Different ways of incorporating data below the quantification limit in datasets for parameter estimation

Background: The handling of data below the lower limit of quantification (LLOQ) and the limit of detection (LOD) continues to be a challenge in pharmacokinetic analyses. The LLOQ is the lowest concentration of an analyte in a sample which can be measured with a predefined acceptable level of accuracy and precision (± 20 %). Whereas the LOD is the lowest concentration of an analyte that the assay can reliably differentiate from background noise[1]. Often concentrations below these quantification limits (BQL) will not be reported by analytic chemists.

Beal[2] showed in 2001 that fixing all BQL concentrations to zero or discarding these data points results in bias. He suggested some more complex, but also some straightforward ways to handle this BQL data.

Objectives: Evaluating parameter estimates depending on different methods of handling data below the limit of detection.

Methods: Our group recently collected a total of 241 blood samples in a clinical pharmacokinetic study which were analysed using NONMEM version 5 (level 1.1; GloboMax LLC, Hanover, MD, USA). The data set was used to develop a simultaneous model for parent and metabolite.[3] The concentrations of parent and metabolite were analysed simultaneously by HPLC and both had the same LOD of 0.04 mg/L.[4] Forty six per cent of the parent and twenty eight percent of the metabolite concentrations were below the LOD. The entire profile after administration of the capsule for five patients was below LOD and therefore the data from this occasion was omitted from estimation.
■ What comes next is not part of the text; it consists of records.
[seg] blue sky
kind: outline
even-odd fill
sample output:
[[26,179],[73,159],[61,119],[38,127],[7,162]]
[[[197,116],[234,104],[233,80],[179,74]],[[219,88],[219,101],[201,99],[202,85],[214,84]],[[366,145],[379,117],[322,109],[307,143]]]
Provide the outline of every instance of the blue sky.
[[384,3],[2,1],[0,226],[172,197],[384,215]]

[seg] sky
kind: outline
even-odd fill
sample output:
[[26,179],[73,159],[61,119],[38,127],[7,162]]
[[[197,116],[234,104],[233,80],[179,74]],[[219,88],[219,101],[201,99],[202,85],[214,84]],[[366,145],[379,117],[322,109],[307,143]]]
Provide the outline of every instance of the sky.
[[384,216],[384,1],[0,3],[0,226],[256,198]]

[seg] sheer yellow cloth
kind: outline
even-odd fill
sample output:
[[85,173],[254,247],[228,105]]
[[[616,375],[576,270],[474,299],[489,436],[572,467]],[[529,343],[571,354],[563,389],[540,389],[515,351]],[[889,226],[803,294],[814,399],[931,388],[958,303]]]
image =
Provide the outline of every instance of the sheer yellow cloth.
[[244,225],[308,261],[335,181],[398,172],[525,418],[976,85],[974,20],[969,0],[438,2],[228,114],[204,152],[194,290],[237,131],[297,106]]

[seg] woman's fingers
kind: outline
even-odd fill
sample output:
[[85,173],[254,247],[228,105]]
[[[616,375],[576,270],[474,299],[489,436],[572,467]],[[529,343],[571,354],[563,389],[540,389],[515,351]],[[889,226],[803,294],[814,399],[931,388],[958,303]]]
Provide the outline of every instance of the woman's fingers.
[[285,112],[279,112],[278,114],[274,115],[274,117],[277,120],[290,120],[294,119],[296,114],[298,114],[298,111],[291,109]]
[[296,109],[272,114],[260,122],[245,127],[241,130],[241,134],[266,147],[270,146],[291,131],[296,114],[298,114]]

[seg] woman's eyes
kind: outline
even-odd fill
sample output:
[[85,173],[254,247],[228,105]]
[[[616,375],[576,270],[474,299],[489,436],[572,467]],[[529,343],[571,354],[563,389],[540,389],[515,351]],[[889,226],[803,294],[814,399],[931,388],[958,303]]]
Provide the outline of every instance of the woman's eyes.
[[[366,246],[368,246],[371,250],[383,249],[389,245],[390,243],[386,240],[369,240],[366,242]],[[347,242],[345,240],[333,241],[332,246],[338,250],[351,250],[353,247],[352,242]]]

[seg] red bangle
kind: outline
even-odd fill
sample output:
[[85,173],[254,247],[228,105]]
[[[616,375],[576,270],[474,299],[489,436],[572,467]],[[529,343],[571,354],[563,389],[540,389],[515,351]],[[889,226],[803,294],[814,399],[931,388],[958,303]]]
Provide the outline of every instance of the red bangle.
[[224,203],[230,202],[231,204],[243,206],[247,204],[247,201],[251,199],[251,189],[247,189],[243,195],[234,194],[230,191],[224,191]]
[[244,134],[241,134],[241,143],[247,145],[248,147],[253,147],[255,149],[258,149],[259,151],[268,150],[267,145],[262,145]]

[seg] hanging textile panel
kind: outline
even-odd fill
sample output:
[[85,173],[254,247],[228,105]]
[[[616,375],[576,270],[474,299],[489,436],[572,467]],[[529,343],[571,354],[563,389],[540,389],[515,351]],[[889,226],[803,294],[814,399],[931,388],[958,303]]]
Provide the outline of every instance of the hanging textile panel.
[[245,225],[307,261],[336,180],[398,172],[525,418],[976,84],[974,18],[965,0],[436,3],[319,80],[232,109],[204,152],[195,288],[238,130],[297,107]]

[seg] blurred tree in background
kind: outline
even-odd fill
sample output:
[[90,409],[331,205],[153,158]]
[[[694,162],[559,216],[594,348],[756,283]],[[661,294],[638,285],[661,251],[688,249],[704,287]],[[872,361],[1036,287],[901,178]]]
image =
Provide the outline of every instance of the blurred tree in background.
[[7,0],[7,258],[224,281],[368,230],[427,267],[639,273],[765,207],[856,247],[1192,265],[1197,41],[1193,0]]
Four methods were assessed for modelling of the PK dataset. These methods (corresponding to methods 1, 5, 6 & 4 from Beal[2]), respectively were M1) where all values less than LOD were discarded, M5) where all values less than LOD were assigned to half of LOD, M6) where the closest missing value that is less than LOD was assigned to half the LOD and all previous (if during absorption) or subsequent (if during elimination) missing samples were deleted, and M4) where the contribution of the expectation of each missing concentration to the likelihood was estimated.

Results and Discussion: For the PK analysis of the observed data one of the simpler methods (M5) was used for the modelling process. The final model was evaluated using a visual predictive check and a bootstrap procedure providing confidence in the estimates for the population pharmacokinetic parameters of the final model.

The parameter estimates of the final model (using M5) were compared to the parameter estimates of the three other methods. All models resulted in successful convergence under FOCE and INTERACTION, however for the M4 model the fixed effect parameters for volume of the peripheral compartment (V3) for the parent and the inter-compartment clearance (Q) were fixed and the residual error model was changed to a combined proportional and additive error model to account for the more complicated error structure.

The parameter estimates from the final model (M5) were similar compared to the different methods 4 and 6. An expected bias of under-prediction for clearance was shown using M1 and therefore BQL samples cannot be ignored. Negligible differences in the parameter estimates were shown comparing the M5 method and the more complex M4 method. Furthermore, there was little difference between the parameters estimated with M5 and M6. Method 4 required a more complex set up and run times were significantly longer. It is apparent from the residual error estimates (comparing all methods) that using a nonlinear mixed-effects modelling approach can account for the reduced accuracy and precision of BQL data.

Conclusion: To incorporate missing data, using the simple Beal method 5 (using half LOD for all samples below LOD) provided comparable results to the more complex but theoretically better Beal method 4 (integration method).

 References:

  1. Shah VP, Midha KK, Findlay JWA, Hulse JD, J MI. Bioanalytic method validation – a revisit with a decade of progress. Pharmaceut Res 2000;17:1551-7.
  2. Beal SL. Ways to fit a PK model with some data below the quantification limit. J Pharmacokinet Pharmacodyn 2001;28:481-504.
  3. Hennig S, Waterhouse TH, Bell SC, France M, Wainwright CE, Miller H, et al. A d-optimal designed population pharmacokinetic study of oral itraconazole in adults cystic fibrosis patients. Br J Clin Pharmacol 2006;Oct 30 (online ahead of print).
  4. Redmann S, Charles BG. A rapid HPLC method with fluorometric detection for determination of plasma itraconazole and hydroxy-itraconazole concentrations in cystic fibrosis children with allergic bronchopulmonary aspergillosis. Biomed Chromatogr 2006;20:343-8.